Series Editor’s Foreword Charles Figley. Introduction. Section One: Creating a Context for the Journey of Change 1. Complex Trauma 2. Engaged Mindstate 3. Treatment Guidelines 4. Ethical Attunement Section Two: Expanding Realities: The Collaborative Change Model 5. Stage One: Creating a Context for Change 6. Stage Two: Challenging Patterns and Expanding Realities 7. Stage Three: Consolidation.
Mary Jo Barrett, MSW, is the executive director and founder of the Center for Contextual Change. She is currently adjunct on the faculties of the University of Chicago School of Social Service Administration, the Chicago Center For Family Health, and the Family Institute at Northwestern University.

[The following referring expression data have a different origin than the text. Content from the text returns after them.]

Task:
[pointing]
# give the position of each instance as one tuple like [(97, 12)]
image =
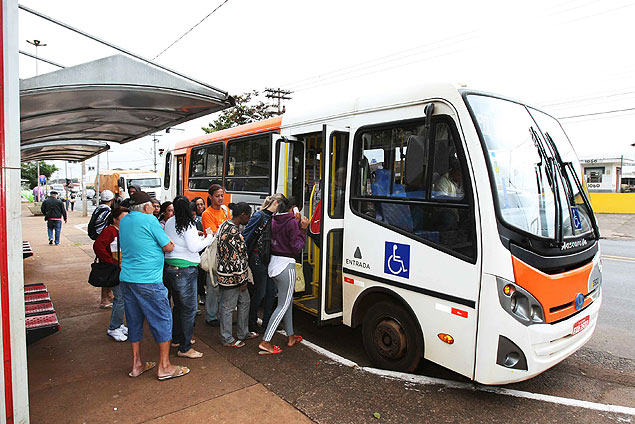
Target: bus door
[(180, 165), (333, 188), (289, 168)]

She has published numerous articles in the area of family violence, compassion fatigue, child sexual abuse and domestic violence. She has coauthored two books and numerous book chapters. Ms. Barrett has served as the director of Midwest Family Resource and has been working in the field of family violence since 1974.
Linda Stone Fish, MSW, PhD, is the David B. Falk Endowed Professor of Marriage and Family Therapy at Syracuse University. She is the author of numerous research and theoretical articles and coauthor of Nurturing Queer Youth. Dr. Stone Fish has been training couple and family therapists for over twenty-five years and has been working with clients with a history of complex trauma for more than thirty years.